Following the arrival of the Americans on 2 September 1919, Bess Meredyth spent several days looking for Australian story ideas at Sydney’s Mitchell Library, concluding, according to Dan Carroll, 'that the only truly national subject about which Australian producers could make a picture was horse racing’. Meredyth next developed an idea given to her by Baker’s wife Ethel, resulting in the script for The Man from Kangaroo. A prime aim of the story was to showcase Baker’s trademark athletic stunts while drawing on a well-established tradition of American westerns pioneered by the likes of Tom Mix and Harry Carey.

Outback filming of The Man from Kangaroo mostly took place on Kurrumbede sheep station near Gunnedah, NSW, a location that Baker had previously used for Lure of the Bush. Like Franklyn Barrett’s The Breaking of the Drought (1920), The Man from Kangaroo was shot during a major drought. During filming of a buckjumping sequence, Baker was knocked unconscious, broke his nose, dislocated his shoulder and fractured two ribs but was back in front of the camera within hours. Three cameras covered action scenes, and Bess Meredyth, who had co-directed earlier films with Lucas, was The Man from Kangaroo’s uncredited co-director and editor. Filming also took place in Kangaroo Valley in southern NSW, where hero and heroine jumped into a river from a coach rushing across the valley’s Hampden suspension bridge. All location work was finished by the end of October 1919, when the unit returned to shoot interiors on the stage of Sydney’s Theatre Royal.

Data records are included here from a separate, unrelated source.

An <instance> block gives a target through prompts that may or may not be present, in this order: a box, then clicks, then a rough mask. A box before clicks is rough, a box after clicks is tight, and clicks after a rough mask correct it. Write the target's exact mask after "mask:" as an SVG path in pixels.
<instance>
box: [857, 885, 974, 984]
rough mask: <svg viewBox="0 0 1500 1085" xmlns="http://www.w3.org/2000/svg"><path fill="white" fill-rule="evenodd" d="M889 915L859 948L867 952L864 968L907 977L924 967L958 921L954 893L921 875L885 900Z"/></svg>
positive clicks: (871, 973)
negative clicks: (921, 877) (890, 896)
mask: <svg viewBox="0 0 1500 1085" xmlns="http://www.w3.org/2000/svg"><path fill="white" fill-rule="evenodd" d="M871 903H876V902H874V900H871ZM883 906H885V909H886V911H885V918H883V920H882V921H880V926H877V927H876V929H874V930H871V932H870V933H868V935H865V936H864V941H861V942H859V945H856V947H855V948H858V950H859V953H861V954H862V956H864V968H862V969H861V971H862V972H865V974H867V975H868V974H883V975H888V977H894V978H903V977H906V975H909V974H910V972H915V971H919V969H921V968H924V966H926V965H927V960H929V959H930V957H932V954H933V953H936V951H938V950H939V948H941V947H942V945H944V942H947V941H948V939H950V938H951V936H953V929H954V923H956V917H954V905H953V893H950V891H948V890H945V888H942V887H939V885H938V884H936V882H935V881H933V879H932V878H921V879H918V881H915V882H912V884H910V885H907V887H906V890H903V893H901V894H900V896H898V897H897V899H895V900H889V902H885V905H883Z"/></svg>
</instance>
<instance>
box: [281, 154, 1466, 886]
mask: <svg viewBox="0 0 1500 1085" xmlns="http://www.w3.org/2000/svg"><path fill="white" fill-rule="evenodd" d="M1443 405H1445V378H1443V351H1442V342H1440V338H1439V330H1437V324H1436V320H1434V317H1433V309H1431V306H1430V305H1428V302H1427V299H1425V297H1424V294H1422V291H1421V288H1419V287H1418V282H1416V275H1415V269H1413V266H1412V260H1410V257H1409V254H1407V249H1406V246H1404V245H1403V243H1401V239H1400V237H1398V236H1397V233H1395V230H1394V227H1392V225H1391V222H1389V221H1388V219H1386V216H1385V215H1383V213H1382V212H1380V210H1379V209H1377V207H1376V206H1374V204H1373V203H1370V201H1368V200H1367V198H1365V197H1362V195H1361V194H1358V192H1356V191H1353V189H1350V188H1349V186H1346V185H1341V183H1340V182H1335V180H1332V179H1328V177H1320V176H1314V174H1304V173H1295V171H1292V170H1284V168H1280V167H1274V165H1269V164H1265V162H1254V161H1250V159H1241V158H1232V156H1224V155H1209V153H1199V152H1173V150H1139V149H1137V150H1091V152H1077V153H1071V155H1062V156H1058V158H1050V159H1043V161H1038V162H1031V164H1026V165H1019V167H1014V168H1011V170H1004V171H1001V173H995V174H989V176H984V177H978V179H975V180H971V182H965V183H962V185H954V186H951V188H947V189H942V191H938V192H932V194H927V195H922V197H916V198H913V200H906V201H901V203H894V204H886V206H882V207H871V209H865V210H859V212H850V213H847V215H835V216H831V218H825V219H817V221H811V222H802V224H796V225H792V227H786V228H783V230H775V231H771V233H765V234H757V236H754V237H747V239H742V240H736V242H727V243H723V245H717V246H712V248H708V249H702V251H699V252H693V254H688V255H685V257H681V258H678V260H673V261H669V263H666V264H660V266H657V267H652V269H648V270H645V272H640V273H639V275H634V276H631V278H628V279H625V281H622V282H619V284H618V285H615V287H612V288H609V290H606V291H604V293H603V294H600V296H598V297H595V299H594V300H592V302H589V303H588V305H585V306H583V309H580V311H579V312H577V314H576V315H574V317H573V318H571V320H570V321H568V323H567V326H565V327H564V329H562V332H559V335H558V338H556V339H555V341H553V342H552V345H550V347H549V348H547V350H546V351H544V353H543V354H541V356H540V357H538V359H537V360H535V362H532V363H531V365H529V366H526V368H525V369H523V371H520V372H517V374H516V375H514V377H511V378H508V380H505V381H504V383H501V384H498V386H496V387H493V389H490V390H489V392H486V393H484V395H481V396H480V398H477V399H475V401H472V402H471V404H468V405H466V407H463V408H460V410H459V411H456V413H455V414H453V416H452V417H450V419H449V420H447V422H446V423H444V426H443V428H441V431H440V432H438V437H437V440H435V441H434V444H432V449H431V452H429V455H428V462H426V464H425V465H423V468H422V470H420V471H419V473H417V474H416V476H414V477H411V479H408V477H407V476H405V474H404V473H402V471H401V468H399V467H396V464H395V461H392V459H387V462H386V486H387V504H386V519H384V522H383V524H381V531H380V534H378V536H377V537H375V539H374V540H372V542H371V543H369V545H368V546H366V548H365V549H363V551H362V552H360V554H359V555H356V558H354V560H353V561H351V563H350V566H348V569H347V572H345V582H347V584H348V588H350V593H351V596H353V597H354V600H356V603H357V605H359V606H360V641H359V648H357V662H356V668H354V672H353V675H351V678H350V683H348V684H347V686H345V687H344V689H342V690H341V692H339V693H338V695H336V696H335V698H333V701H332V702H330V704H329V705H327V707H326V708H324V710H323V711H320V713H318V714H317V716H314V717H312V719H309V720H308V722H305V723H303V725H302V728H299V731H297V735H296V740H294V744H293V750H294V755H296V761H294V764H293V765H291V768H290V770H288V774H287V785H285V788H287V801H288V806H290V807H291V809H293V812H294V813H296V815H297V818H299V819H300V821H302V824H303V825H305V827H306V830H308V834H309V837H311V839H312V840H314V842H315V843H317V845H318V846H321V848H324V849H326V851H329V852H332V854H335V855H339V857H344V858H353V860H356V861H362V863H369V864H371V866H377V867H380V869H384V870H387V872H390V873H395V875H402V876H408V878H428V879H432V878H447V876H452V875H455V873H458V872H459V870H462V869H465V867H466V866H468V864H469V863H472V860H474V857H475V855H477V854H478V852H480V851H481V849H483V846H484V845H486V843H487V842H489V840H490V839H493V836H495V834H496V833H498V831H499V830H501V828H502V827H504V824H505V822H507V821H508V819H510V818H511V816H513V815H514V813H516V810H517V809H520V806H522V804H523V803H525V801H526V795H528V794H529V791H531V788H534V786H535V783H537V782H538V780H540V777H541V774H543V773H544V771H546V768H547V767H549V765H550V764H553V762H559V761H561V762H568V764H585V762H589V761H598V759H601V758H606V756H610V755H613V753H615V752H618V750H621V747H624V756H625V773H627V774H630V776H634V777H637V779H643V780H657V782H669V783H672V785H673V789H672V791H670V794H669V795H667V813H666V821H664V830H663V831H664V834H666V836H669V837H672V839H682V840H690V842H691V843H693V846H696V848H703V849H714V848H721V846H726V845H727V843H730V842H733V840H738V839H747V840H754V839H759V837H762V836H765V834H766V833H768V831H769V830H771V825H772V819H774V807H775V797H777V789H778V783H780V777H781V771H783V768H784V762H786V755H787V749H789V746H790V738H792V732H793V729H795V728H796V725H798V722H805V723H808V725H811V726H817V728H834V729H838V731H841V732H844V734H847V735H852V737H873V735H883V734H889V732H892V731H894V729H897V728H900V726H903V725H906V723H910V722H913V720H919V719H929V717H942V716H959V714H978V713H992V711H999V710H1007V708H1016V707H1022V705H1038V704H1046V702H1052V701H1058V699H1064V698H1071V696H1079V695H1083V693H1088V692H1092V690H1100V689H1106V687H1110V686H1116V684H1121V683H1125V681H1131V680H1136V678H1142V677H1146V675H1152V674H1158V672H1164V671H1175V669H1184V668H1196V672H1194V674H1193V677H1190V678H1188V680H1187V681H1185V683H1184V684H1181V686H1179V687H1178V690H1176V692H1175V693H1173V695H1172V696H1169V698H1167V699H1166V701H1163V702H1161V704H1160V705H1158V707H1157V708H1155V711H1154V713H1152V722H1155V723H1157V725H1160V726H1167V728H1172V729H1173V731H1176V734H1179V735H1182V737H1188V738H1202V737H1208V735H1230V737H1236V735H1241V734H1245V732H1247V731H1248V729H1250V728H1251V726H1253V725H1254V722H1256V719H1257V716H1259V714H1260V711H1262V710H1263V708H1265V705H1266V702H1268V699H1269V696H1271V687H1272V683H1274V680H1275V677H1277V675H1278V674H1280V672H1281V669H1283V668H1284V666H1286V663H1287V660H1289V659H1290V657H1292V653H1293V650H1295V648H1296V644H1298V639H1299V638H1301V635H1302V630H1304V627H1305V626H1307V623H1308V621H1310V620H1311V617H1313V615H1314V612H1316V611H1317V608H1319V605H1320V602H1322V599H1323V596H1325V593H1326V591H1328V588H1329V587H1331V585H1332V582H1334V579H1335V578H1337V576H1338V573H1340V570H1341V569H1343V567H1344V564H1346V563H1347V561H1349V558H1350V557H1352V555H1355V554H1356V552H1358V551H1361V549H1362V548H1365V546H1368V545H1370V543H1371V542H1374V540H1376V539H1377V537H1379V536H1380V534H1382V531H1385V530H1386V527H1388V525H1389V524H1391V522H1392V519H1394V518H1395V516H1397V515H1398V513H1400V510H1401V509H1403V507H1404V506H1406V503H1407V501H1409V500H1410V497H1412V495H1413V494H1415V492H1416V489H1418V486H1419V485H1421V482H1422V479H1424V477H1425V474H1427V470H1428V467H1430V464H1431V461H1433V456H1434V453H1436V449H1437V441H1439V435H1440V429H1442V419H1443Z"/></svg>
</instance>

After its Sydney premiere in January 1920, The Man from Kangaroo proved popular with Australian audiences. The Port Pyrie Recorder reported of the film: 'The verdant beauty of the bush, the dust-swept areas of the scrub – you see them as they are’. Some reviewers, however, questioned the genuineness of the film’s Australian character. The Sydney Mail lamented: 'It seems a pity that so much Americanism should be injected into films that are advertised as purely Australian’. The Bulletin wrote: 'Uncle Sam soon gets in his dirty work, and the Australian story becomes starred and striped … When will we get an Australian film? Barring the Bloke pictures, they all have the flavour of chewing-gum.’

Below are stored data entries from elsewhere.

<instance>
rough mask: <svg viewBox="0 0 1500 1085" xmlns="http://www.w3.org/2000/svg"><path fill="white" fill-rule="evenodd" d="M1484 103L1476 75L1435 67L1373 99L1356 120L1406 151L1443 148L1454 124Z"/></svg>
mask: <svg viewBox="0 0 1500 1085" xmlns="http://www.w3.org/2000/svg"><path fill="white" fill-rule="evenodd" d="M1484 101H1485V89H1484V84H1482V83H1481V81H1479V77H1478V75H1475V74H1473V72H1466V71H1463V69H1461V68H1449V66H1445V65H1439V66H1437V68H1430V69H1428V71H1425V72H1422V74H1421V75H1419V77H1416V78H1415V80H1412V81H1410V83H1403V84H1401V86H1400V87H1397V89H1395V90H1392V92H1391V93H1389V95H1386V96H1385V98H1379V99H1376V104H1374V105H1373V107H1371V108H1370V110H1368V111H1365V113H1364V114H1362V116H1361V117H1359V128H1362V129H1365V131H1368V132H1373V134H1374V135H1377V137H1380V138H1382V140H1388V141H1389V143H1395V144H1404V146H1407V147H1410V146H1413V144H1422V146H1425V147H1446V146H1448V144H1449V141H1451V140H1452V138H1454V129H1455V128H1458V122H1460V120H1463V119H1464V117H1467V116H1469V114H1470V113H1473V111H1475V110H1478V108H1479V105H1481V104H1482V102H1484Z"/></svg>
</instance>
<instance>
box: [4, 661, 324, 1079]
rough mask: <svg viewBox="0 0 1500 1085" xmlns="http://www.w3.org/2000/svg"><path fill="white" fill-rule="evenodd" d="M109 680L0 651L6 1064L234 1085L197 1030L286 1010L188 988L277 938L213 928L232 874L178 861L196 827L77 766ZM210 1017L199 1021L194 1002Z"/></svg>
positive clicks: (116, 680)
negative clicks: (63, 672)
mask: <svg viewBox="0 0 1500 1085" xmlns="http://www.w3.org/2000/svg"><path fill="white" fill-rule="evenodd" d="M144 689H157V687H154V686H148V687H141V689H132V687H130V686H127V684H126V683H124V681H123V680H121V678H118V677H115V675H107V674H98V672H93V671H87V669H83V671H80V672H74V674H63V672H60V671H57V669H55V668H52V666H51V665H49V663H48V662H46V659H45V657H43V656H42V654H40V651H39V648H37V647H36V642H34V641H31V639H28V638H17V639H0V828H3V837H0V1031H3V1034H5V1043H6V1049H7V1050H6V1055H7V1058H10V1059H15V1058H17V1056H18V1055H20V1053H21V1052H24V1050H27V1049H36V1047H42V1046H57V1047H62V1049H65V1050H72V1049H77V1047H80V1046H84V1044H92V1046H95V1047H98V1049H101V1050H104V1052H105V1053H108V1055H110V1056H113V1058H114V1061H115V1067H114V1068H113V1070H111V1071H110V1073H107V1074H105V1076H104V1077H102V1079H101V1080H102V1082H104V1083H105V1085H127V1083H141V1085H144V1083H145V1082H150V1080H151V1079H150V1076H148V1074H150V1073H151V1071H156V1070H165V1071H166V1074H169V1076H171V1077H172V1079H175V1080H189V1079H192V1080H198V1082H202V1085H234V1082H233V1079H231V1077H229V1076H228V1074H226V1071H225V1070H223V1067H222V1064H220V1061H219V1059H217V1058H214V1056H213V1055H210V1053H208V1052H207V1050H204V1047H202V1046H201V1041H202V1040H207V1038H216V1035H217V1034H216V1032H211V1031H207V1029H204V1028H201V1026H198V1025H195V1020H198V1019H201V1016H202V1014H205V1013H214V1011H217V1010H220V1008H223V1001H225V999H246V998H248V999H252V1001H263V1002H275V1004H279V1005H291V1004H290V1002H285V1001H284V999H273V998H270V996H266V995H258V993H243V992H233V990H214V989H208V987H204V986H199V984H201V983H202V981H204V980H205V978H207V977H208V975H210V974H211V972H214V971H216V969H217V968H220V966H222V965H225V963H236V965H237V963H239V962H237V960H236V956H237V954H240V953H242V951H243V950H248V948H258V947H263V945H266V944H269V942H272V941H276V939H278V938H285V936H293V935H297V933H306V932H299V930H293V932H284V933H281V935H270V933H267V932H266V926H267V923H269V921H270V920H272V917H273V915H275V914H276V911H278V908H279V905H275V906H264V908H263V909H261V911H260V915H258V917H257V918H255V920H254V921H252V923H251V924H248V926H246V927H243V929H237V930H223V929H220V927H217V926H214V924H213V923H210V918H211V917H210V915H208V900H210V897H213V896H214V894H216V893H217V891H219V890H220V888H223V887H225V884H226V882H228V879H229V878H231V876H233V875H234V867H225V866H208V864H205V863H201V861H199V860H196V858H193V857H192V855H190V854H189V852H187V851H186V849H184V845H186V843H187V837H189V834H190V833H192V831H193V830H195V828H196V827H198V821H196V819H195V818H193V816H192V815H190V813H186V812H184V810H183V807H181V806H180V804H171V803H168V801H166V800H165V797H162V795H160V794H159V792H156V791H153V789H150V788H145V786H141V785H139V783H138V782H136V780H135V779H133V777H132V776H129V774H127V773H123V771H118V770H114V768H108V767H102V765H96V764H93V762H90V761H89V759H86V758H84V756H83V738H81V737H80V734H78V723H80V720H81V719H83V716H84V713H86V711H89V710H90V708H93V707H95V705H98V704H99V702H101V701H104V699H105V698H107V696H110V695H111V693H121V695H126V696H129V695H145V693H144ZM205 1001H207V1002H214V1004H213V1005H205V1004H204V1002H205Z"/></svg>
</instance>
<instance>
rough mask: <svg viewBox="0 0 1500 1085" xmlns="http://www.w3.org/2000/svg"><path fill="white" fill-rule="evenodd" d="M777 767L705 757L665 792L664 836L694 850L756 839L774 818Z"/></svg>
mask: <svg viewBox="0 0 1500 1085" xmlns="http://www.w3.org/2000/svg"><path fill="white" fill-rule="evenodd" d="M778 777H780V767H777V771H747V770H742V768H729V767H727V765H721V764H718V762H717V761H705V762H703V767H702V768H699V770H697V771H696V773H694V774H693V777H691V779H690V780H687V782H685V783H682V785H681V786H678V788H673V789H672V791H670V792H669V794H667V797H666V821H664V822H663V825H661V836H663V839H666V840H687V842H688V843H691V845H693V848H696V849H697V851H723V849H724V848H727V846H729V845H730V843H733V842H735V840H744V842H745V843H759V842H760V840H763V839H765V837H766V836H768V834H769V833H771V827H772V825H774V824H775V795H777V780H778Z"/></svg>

The Man from Kangaroo is today an intriguing amalgam of story ingredients, genres and performance styles, with some of its ingredients (boxing children, small town attitudes to social outcast) prefiguring John Ford’s rural American charmer, Just Pals (1920). Snowy Baker’s stunts are are peppered through a story that otherwise mixes gentle comedy, romance, woman-in-peril melodrama and suspense. Australian atmosphere, which the producers sought to bring to all their Snowy Baker films, derives mostly from the rural locations. There are charming glimpses of small-town life and its quirky characters, but there is too little of them amid an emphasis on action. Brownie Vernon demonstrates range as John Harland’s girlfriend Muriel, but in only one scene between herself and Baker – a bushland romantic scene – do the two have a chance to show the chemistry of attraction. Otherwise Baker, a performer whom most critics agreed could not act, has a tendency to look glazed in moments of repose.

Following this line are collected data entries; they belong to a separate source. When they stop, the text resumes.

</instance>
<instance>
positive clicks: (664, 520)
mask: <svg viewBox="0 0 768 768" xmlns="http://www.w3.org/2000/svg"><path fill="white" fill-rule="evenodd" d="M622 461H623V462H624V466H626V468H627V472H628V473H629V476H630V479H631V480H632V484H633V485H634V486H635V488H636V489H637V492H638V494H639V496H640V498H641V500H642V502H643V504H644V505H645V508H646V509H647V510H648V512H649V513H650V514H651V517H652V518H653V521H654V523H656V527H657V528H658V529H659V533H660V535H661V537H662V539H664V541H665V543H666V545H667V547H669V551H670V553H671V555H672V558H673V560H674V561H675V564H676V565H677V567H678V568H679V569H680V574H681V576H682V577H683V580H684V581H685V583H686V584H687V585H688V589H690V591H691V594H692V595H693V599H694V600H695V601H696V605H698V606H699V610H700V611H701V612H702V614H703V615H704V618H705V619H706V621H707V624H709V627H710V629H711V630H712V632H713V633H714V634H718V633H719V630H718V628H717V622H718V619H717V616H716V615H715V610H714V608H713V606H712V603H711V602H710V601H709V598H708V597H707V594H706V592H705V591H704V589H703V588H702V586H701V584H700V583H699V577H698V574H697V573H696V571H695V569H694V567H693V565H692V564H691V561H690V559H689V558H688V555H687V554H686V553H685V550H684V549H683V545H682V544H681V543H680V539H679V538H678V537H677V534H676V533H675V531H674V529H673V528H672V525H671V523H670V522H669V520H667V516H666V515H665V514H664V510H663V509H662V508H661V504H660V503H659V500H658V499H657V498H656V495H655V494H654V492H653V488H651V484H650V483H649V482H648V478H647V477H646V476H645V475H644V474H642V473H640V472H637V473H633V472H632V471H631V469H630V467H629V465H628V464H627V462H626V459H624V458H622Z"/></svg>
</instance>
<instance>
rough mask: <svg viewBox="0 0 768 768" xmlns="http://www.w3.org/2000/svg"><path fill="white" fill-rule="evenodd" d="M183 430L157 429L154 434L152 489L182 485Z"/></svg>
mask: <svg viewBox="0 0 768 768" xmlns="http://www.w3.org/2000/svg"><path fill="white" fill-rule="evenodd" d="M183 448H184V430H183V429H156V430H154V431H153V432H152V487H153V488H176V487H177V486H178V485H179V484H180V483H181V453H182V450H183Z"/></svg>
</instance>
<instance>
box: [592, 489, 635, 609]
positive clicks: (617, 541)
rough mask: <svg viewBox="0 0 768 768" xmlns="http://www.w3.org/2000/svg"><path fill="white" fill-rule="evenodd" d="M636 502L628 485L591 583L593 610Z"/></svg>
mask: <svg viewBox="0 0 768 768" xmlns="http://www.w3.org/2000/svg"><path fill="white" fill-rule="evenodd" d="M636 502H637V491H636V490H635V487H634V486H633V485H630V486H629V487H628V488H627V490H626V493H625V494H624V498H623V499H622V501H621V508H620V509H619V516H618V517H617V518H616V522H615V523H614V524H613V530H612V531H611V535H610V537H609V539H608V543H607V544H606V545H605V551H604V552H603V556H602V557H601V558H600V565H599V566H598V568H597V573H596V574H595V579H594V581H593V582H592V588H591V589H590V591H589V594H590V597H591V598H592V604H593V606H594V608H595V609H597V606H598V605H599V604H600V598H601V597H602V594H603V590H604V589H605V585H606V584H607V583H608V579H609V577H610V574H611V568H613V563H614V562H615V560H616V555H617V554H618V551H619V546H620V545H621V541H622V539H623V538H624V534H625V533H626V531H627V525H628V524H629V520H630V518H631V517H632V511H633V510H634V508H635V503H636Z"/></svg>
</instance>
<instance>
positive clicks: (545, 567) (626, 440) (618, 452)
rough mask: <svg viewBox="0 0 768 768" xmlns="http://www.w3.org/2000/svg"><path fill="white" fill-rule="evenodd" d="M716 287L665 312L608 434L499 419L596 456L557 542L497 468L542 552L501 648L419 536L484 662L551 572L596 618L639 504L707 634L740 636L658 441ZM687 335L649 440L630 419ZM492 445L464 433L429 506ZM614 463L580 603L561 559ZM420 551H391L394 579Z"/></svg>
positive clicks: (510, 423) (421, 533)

Carroll-Baker’s next two films, The Shadow of Lightning Ridge (1920) and The Jackeroo of Coolabong (1920), also found Australian audience favour, and like The Man from Kangaroo, obtained American release. But for reasons that included Lucas’ alleged over-expenditure, by late August 1920 the Carrolls had ended the Carroll-Baker enterprise, and most of the American team members returned home. Snowy Baker moved to Hollywood that same month, and after starring in at least six US films from 1921 to 1924, spent most of his remaining life (he died in 1953) teaching other actors how to ride and do stunt work. Lucas continued as a supporting actor, and Bess Meredyth’s career soared with such significant writing credits as Ben Hur: A Tale of the Christ (1925), A Woman of Affairs (1928) and The Mark of Zorro (1940). In 1959-60 their son John Meredyth-Lucas worked in Sydney as a director on Whiplash, the first Australian television series produced for an international television market.